Wednesday, September 4, 2019

The Nickel Boys by Colson Whitehead

Wow!  It is so hard to put in to words the beauty of this novel.  The Nickel Boys by Colson Whitehead is such a powerful and compelling story of not only race and discrimination, but the horrible atrocities that happened in a Florida reform school. 

Based on the experience of way too many boys at the all too real Dozier School for Boys, Whitehead tells us about it with the experience of Elwood Turner, a boy with a bright future who unfortunately ends up in reform school.  We see how these boys endure the physical and sexual abuse of those in charge, while at the same time hearing how not all boys were lucky enough to make it out alive.
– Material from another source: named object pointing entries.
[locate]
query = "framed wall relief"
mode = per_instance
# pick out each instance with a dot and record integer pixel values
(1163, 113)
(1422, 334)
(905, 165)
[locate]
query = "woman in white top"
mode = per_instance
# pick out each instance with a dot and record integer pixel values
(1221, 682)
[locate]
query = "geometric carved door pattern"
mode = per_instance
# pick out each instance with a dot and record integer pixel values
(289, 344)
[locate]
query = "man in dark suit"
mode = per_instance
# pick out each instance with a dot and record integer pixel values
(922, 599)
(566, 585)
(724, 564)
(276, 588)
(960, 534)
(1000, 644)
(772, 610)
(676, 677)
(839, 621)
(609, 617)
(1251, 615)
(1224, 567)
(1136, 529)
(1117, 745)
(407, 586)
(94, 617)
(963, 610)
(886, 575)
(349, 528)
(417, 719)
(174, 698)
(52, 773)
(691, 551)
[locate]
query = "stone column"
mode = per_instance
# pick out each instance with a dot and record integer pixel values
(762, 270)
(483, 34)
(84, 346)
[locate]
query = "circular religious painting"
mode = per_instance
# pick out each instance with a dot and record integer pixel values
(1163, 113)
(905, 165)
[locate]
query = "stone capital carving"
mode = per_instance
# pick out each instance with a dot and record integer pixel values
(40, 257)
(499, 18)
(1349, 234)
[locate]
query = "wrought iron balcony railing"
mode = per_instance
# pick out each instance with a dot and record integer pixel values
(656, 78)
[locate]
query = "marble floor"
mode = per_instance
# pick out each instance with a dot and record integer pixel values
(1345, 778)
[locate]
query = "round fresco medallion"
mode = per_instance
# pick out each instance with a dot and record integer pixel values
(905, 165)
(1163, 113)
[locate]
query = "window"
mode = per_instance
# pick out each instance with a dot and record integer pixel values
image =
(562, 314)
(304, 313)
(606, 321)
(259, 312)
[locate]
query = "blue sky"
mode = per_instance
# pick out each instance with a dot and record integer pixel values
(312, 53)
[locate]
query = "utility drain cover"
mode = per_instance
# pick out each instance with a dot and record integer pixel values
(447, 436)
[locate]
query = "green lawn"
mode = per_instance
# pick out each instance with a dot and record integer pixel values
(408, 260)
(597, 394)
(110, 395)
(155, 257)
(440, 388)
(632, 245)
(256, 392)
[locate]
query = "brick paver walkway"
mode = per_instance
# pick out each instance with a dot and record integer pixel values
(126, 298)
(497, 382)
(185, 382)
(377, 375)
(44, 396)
This novel is powerful and heartbreaking.  It is maddening to know that this abuse went on for over a century while our country overlooked the atrocities that so many suffered.  While this is a fictional account, it is based on the real lives of so many boys who "attended" this institution in Marianna, Florida.  It should serve as a memorial not only for those whose lives were taken from them, but also for all of those who were fortunate enough to survive the cruel hands of those they were entrusted to. 



From Amazon:

NEW YORK TIMES BESTSELLER

In this bravura follow-up to the Pulitzer Prize, and National Book Award-winning #1 New York Times bestseller The Underground Railroad, Colson Whitehead brilliantly dramatizes another strand of American history through the story of two boys sentenced to a hellish reform school in Jim Crow-era Florida.


As the Civil Rights movement begins to reach the black enclave of Frenchtown in segregated Tallahassee, Elwood Curtis takes the words of Dr. Martin Luther King to heart: He is "as good as anyone." Abandoned by his parents, but kept on the straight and narrow by his grandmother, Elwood is about to enroll in the local black college. But for a black boy in the Jim Crow South of the early 1960s, one innocent mistake is enough to destroy the future. Elwood is sentenced to a juvenile reformatory called the Nickel Academy, whose mission statement says it provides "physical, intellectual and moral training" so the delinquent boys in their charge can become "honorable and honest men."

In reality, the Nickel Academy is a grotesque chamber of horrors where the sadistic staff beats and sexually abuses the students, corrupt officials and locals steal food and supplies, and any boy who resists is likely to disappear "out back." Stunned to find himself in such a vicious environment, Elwood tries to hold onto Dr. King's ringing assertion "Throw us in jail and we will still love you." His friend Turner thinks Elwood is worse than naive, that the world is crooked, and that the only way to survive is to scheme and avoid trouble.

The tension between Elwood's ideals and Turner's skepticism leads to a decision whose repercussions will echo down the decades. Formed in the crucible of the evils Jim Crow wrought, the boys' fates will be determined by what they endured at the Nickel Academy.

Based on the real story of a reform school in Florida that operated for one hundred and eleven years and warped the lives of thousands of children, The Nickel Boys is a devastating, driven narrative that showcases a great American novelist writing at the height of his powers.